Na de treinramp in Spanje dringt de vraag zich op hoe veilig het is op het Nederlandse spoor. Het risicobewustzijn van machinisten is goed, maar wie de rapporten erop naslaat, treft huiveringwekkende details.
Bij een taxichauffeur kun je het je nog voorstellen. Bij een buschauffeur is het vrijwel ondenkbaar. Maar een treinmachinist als snelheidsmaniak? Dat zou toch uitgesloten moeten zijn.
Alles wijst er echter op dat de machinist van de Spaanse Alvia 4155 woensdagavond vlak voor Santiago de Compostela met 190 (misschien wel 220) kilometer per uur door een bocht raasde, terwijl daar een maximum geldt van 80 kilometer per uur.
Huiveringwekkende details
Blijft het Nederlandse spoor gevrijwaard van dergelijke rampen? Het risicobewustzijn van Nederlandse machinisten is goed. Maar wie de rapporten van de Onderzoeksraad voor Veiligheid erop naslaat, treft huiveringwekkende details aan.
Drie jaar geleden zat de bestuurder van een slijptrein in de buurt van Stavoren achterstevoren in zijn stoel met een collega te babbelen. Hij miste een sein. Plotseling was daar het einde van het spoor. Met een snelheid van 80 kilometer per uur veegde de trein het stootblok weg, ramde een tankauto en boorde zich door een winkelpand.
Rood sein
Gelukkig was het middernacht, anders waren er veel doden gevallen.

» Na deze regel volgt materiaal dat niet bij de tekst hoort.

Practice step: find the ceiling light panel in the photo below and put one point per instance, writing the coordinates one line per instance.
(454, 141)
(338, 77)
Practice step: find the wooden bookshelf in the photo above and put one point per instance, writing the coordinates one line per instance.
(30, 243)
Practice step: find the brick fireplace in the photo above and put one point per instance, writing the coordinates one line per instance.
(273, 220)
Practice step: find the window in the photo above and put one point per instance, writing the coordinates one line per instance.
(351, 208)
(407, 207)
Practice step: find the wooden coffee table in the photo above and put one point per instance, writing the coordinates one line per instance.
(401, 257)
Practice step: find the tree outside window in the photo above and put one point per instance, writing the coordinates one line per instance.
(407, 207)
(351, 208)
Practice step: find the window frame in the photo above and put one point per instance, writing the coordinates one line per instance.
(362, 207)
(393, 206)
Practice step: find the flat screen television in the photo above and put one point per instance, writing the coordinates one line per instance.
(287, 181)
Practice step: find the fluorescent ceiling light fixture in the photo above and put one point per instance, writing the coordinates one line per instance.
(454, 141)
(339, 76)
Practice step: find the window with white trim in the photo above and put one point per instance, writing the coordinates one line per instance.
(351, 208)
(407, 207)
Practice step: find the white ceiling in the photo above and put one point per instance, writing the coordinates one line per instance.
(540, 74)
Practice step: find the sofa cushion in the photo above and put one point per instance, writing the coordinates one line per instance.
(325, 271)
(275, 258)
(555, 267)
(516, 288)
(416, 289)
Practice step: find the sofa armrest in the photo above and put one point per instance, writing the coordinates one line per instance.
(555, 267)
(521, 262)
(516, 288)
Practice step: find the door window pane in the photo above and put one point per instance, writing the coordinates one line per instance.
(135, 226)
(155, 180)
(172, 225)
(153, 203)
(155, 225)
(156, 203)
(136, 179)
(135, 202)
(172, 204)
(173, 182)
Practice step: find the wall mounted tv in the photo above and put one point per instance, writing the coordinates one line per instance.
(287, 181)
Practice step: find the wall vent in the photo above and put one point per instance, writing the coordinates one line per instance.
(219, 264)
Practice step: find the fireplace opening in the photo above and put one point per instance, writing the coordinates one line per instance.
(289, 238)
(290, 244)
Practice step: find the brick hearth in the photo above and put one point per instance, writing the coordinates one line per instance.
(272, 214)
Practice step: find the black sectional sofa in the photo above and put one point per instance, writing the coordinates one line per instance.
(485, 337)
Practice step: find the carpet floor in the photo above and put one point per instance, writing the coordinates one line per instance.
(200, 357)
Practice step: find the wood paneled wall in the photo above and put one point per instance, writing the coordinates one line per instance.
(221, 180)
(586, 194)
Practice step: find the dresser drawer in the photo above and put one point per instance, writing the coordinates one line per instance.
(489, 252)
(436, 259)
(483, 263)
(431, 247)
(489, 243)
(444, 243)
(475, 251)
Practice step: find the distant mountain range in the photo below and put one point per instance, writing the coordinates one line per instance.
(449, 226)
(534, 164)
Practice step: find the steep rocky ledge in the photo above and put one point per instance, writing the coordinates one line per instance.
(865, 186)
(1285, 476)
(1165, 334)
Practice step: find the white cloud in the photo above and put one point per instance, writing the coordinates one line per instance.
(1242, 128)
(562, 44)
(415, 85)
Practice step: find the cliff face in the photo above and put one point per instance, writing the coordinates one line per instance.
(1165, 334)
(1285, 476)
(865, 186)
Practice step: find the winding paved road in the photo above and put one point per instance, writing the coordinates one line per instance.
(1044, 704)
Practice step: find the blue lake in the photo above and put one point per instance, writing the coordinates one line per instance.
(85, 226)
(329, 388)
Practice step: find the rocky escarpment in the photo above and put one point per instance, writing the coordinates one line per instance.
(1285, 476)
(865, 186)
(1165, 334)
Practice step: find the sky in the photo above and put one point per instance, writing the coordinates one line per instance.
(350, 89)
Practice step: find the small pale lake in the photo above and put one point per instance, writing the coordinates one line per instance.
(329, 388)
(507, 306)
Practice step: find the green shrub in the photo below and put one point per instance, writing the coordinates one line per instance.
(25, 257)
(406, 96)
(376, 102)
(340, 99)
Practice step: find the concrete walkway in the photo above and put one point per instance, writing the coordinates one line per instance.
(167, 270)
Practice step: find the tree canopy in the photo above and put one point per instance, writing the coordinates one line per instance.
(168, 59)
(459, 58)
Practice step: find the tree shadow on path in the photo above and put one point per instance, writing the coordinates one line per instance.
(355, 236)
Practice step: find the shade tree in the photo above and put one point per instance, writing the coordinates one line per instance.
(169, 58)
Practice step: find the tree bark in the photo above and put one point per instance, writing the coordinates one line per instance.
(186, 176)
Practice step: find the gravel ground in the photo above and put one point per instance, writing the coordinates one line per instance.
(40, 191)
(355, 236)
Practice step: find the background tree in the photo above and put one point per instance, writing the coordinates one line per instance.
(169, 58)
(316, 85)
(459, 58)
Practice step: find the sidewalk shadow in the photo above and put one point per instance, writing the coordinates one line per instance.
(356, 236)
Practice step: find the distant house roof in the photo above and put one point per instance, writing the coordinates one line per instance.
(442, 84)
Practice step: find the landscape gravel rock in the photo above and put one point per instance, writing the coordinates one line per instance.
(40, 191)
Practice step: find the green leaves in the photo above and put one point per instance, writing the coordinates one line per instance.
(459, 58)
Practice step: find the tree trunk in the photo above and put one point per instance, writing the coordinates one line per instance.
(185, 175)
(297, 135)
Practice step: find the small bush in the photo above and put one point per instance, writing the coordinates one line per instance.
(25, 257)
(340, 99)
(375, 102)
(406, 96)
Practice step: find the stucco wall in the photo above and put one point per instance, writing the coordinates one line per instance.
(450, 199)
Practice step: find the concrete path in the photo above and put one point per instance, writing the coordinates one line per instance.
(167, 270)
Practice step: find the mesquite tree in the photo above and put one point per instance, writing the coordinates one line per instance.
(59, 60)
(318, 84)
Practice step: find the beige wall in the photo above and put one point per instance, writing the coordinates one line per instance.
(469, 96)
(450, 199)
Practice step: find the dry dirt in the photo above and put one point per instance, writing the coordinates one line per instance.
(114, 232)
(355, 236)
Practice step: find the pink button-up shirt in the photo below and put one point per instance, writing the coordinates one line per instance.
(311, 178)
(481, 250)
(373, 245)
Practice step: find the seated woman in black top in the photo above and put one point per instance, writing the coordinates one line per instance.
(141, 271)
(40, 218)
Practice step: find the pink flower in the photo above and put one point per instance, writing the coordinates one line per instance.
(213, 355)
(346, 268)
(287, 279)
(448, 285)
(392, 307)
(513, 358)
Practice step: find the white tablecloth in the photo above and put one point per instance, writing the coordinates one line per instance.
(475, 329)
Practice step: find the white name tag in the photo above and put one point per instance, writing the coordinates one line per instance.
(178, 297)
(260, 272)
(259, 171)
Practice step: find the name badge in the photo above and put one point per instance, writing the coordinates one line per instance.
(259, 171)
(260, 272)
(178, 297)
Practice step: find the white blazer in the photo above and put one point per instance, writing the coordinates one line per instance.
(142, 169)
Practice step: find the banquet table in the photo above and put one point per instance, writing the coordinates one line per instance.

Materiële schade: 20 miljoen euro.
Op 21 april 2012 is de geplande treinenloop ten westen van Amsterdam Centraal zo krap, dat het fout móet gaan. De machinist van een stoptrein mist een rood sein. Let wel, dit zijn niet altijd duidelijke rode lichten aan een hoge paal naast het spoor, maar vaak lampjes op een hoogte van 40 centimeter tussen de spaghetti van spoorstaven.
De stoptrein knalt op de aanstormende intercity Den Helder – Nijmegen. Eén dode, 190 gewonden.
Vakbond
De veiligheid van het Nederlandse spoor valt nog te verbeteren. Vaak blijkt dat machinisten – net als in Spanje – het traject onvoldoende kennen. Je zou zeggen: laat ze dan elke dag dezelfde route volgen. Maar de vakbond verzet zich zo heftig tegen ‘het rondje om de kerk’ dat ook de spoorwegdirectie het taboe verklaarde.
Zo kan zelfs niet worden onderzocht of het de veiligheid bevordert.